It’s official. 20th Century Fox is heading to the house of mouse.
The Walt Disney Company has officially closed its $71.3 billion acquisition of large parts of 21st Century Fox. The deal allows for Disney to enhance its already massive global reach and content portfolio ahead of the planned launch of its own streaming service, Disney+.
With the historic deal finally coming to a close, Disney, led by chairman and CEO Bob Iger, is acquiring the Fox film and TV studio, the FX networks, National Geographic, Indian TV giant Star India and Fox’s 30 percent stake in streaming service Hulu to its portfolio. Disney now holds majority ownership of Hulu at 60% (with Comcast owning 30 percent, and AT&T’s Warner Media at 10 percent).
Disney announced $2 billion in cost savings from the Fox acquisition, with industry insiders expecting between 4,000-10,000 layoffs. Fox’s Rupert Murdoch came out today and said that “generous severance packages,” will be offered to those losing their jobs.
Disney said in a regulatory filing from 2017 that the Fox assets are estimated to add about $19.3 billion in annual revenue and $1.6 billion in net income.
Under the agreement, Disney is required to sell the 22 regional sports networks in the U.S. and its sports networks in Brazil and Mexico as part of regulatory approvals in said markets. Europe approved the deal on the condition that the company agreed to sell its stakes in networks such as Lifetime and History.
The history of the deal dates back to 2017, where Disney and Fox initially reached an agreement of a $52.4 billion sale.

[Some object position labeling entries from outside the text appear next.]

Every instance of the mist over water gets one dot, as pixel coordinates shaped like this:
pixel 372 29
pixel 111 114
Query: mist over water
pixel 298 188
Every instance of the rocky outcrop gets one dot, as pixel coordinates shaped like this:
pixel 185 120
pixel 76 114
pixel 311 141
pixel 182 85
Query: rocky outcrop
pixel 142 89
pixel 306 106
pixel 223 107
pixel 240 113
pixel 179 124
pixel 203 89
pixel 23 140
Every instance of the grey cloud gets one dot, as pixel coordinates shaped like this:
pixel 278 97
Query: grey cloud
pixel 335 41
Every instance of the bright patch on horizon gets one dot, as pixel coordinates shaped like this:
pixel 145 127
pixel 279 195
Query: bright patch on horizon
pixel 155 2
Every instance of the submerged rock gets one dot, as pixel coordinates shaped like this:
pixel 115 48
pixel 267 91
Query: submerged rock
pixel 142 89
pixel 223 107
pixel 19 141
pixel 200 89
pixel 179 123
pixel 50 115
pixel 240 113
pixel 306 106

Comcast then made a surprise bid for the assets, valued a $65.0 billion before Disney shot back with a sweetened $71.3 billion offer that led Comcast to end its pursuit of Fox.
For comic book fans, the deal means that Disney will have ownership of Fox’s Marvel characters, such as the X-Men and Fantastic Four character libraries.
According to The Hollywood Reporter, investors on Wall Street are looking to an April 11 Disney investor day to get more insight into the Disney+ plans and how they will impact financials:
“We don’t expect to learn much specific on April 11 either,” Bernstein analyst Todd Juenger said in a recent report. “Our best hope is for a) launch retail price of Disney+ in the U.S.; and b) some indication of magnitude of investment. Our stretch wish is some indication of cadence of international roll-out.”